How is it that we can spend so little amount of time and money on the things we say are most important to us?

This is exactly what James is asking us in our reading this morning. How is it, he asks, that we can claim to love our neighbors as ourselves, and yet do so little for our neighbors who are poor? “What good is it,” he says, “if you say you have faith but you do not have works?”

This, of course, is the great issue of the religious life – the distance that we can see in our lives between the values and commitments that we claim to have, and the ways in which we do our day-to-day business. This is the classic tension between faith and works. How is it that we can claim to love the poor, but we never seem to have time to help out at The Living Room or the Mission’s feeding program? What is it within us that prevents us from living our lives according to the values we claim to hold?

Of course, both Paul and James struggled mightily with this problem between faith and works; Paul being as honest about this as anyone ever has when he said, in Romans, “For I do not do the good I want, but the evil I do not want is what I do.... Wretched man that I am! Who will rescue me from this body of death?” (Romans 7: 14-25)
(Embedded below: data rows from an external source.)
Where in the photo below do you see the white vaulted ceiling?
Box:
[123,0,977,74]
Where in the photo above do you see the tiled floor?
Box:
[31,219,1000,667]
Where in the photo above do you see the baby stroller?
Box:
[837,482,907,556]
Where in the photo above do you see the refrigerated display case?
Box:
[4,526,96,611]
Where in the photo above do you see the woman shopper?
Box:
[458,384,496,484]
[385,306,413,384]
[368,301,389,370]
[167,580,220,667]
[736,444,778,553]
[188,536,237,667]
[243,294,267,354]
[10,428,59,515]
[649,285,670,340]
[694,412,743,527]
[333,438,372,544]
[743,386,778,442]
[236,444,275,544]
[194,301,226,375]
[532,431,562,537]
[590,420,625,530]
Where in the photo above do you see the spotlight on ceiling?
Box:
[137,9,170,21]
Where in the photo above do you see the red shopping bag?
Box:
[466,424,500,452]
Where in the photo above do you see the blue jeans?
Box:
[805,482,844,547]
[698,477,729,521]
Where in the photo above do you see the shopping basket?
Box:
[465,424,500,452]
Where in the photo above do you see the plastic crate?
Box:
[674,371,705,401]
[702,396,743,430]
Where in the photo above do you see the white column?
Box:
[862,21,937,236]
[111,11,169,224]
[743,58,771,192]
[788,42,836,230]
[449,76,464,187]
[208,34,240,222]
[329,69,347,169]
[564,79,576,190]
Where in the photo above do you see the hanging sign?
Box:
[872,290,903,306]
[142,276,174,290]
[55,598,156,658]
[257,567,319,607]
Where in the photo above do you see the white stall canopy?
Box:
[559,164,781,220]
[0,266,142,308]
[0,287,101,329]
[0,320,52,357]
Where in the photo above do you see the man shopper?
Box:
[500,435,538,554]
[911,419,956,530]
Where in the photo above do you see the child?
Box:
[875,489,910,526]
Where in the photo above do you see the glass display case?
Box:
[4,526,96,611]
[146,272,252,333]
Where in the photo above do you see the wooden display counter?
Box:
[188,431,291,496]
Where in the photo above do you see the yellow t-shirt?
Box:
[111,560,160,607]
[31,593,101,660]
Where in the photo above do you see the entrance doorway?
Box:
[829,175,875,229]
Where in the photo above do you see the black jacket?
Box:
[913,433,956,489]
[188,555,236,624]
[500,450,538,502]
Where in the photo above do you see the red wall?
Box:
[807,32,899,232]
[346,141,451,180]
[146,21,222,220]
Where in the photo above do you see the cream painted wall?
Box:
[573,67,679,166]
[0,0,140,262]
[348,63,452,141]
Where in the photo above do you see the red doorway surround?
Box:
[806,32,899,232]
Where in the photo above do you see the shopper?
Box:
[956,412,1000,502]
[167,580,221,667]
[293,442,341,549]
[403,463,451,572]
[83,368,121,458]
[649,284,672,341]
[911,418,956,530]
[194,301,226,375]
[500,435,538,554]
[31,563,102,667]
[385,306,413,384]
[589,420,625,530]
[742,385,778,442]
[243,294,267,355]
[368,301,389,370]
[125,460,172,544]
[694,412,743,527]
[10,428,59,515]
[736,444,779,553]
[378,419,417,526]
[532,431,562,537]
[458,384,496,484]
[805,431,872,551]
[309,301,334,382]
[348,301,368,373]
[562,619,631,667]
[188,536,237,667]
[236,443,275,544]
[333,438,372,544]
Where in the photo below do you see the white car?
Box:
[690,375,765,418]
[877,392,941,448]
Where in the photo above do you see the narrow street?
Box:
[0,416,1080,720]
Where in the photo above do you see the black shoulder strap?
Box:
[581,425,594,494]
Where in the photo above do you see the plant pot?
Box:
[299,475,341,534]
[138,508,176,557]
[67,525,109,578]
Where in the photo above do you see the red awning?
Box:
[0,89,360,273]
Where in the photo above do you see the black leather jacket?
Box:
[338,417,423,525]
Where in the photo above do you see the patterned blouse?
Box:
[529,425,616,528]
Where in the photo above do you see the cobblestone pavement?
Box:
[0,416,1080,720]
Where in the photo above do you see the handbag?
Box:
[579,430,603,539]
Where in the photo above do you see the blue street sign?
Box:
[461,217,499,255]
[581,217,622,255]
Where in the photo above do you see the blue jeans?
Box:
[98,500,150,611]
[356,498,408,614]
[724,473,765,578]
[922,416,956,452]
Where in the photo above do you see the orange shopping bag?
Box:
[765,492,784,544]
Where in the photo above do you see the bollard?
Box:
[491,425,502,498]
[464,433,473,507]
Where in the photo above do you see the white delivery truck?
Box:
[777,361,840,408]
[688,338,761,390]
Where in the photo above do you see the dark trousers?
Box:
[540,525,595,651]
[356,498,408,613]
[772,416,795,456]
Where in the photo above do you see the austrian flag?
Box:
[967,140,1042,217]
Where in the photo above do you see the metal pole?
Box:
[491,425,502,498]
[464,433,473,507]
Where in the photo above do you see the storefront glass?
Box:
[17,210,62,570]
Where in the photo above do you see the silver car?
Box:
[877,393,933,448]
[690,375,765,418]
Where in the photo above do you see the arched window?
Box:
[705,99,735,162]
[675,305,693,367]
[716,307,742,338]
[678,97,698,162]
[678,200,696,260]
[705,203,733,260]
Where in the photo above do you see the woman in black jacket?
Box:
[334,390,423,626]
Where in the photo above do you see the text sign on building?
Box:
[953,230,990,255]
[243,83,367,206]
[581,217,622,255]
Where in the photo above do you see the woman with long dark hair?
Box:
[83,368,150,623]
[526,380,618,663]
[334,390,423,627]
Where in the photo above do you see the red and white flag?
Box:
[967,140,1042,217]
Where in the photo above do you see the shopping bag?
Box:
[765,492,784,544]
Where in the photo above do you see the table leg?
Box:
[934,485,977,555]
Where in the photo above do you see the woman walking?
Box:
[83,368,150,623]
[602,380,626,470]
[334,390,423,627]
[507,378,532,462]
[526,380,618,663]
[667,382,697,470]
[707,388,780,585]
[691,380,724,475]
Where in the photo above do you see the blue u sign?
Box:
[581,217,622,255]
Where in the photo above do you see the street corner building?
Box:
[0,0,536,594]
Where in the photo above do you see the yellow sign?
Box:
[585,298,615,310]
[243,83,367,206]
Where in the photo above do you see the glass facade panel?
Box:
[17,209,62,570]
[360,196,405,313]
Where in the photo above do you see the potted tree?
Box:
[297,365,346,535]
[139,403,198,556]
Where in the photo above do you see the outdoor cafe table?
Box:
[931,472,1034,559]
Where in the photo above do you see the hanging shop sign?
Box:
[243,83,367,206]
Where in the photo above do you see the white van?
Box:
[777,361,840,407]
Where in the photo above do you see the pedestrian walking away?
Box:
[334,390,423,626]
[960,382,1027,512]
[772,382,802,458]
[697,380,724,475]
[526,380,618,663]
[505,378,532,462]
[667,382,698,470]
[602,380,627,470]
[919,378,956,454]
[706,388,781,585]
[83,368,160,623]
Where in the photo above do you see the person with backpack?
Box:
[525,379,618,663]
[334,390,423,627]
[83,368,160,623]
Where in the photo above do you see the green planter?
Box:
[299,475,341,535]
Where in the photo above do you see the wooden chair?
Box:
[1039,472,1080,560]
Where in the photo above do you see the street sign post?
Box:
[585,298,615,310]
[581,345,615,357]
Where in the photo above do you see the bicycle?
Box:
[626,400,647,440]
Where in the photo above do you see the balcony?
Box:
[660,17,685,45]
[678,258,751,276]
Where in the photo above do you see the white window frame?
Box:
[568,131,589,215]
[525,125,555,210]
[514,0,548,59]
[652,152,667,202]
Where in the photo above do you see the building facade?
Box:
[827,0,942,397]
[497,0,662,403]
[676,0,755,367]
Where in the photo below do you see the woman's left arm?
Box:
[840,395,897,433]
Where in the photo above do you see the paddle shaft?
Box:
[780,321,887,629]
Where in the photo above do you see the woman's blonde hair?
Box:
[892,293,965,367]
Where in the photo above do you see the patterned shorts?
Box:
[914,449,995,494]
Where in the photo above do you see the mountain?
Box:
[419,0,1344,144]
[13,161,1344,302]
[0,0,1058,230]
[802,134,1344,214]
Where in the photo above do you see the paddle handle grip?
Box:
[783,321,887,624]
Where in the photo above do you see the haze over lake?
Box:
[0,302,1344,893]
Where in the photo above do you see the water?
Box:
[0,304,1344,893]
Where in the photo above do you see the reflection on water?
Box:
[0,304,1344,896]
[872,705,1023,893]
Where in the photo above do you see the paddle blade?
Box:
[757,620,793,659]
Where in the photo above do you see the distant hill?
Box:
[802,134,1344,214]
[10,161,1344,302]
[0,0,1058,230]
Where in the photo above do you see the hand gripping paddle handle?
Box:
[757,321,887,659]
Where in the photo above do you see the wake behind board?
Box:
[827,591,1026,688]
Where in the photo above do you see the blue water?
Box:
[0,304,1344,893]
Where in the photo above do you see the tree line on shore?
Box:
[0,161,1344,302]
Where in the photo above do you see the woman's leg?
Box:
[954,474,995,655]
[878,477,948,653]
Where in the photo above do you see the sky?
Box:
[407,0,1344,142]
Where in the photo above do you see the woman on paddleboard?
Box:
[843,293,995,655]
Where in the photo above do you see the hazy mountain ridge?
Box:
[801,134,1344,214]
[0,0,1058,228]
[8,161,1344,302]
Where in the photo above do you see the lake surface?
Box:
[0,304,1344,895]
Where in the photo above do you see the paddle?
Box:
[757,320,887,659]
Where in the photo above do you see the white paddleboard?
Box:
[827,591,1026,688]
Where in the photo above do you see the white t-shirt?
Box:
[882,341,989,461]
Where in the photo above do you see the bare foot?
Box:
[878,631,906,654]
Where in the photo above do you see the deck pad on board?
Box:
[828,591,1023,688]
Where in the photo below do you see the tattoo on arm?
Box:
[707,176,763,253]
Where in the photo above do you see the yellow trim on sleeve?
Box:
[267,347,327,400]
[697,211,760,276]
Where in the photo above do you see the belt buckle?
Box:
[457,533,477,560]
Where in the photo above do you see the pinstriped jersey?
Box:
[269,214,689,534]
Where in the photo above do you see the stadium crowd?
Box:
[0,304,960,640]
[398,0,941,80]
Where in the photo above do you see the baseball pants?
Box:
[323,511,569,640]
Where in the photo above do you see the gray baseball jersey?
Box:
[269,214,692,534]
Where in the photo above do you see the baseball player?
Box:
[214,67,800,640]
This is the eternal problem. And of course it isn’t solved overnight by some self-righteous preacher fresh from sabbatical sermonizing about how we need to be doing more. If I had heard this sermon before I went off on sabbatical, my first instinct would have been to say, “Hey, no thank you, you’re about to ask me to do more and I’ve got too much on my plate already!” But the thing is, it would have been untrue! Because I hadn't been doing enough. I'd been living a life in which the priorities and values that I proclaimed as sacred to me were taking second place to that which was convenient and comfortable and immediately demanding of my time and attention.

So on that level – and just speaking for myself – things are going to change. I claim to be worried about global climate change, but never gave a thought to how much CO2 my 30,000 miles of travel was releasing into the atmosphere. It turns out to have been 23 metric tons. And it turns out that for $240, I could invest in a carbon offset project that recaptured that amount of CO2. So yesterday I went ahead and purchased that carbon offset.

I claim to care about the mentally ill in the prison system, so this Thursday I’m driving down to Monterey again to visit our friend who is in prison there for the crime of being mentally ill. Normally we have a staff meeting on Thursdays but something tells me they will get along fine without me.

I claim to have a keen interest in the vitality and growth of this Episcopal Church; the health of this institution is a sacred cause for me – and so, despite the fact that the Governor has decreased our household income by over 10%, we will once again be increasing our pledge this year. Because this congregation is more important to us than just about anything.

I could go on – but we’ve run out of time. Let me close by simply asking you to pray with me.

Holy and gracious God, we call upon your Holy Spirit to bring your blessing upon us as we seek to do those things that you have called us to do. Give us the courage to follow the path you have laid out for us; give us clarity of mind and heart to discern that path; and in all things empower us to bring your love into this world. All this we pray through your Son our Lord, Jesus Christ, Amen.